Hyun denied, however, that North Korea abuses human rights or that it has labor camps, describing those accusations as "propaganda" from western media.
"We don't have labor camps. Actually, we have education camps – places. But United States, Japan and other western countries say that we have labor camps. That is not true," Hyun said.
When asked by Sky why Kim Jong Un's government does not allow foreign journalists to come visit the country and explore for themselves whether there are any labor camps or not, the North Korean official offered the following as a response:
"Since we don't have labor camps, how can we allow the journalists to come and see (these) labor camps?"
Earlier in January, Bae made an appearance at a press conference in North Korea, where he admitted guilt to the crimes the country is accusing him off, apologized for his actions and asked President Barack Obama to help him return back home.
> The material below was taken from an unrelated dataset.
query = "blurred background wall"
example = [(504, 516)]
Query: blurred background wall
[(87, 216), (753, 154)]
Several commentators pointed out, however, that he was likely pressured into admitting guilt.
The Christian missionary's family in the U.S. has continuously pleaded for his release, saying that he has chronic health problems that need treatment.
"To the leaders of DPRK, we understand that Kenneth has been convicted of crimes under DPRK laws. Our family sincerely apologizes on Kenneth's behalf. Kenneth has also acknowledged his crimes and has apologized," Bae's sister, Terri Chung, wrote in a message following the press conference.
"He has now served 15 months of his sentence, but faces chronic health problems. We humbly ask for your mercy to release my brother."
In December, human rights group Amnesty International shared satellite images of what it said was North Korea's large prison camps, where hundreds of thousands of men, women and children are believed to be kept in "horrific" conditions.
"The gruesome reality of North Korea's continued investment in this vast network of repression has been exposed. We urge the authorities to immediately and unconditionally release all those prisoners of conscience held in political prison camps and close the camps immediately," said Rajiv Narayan, Amnesty International's East Asia researcher.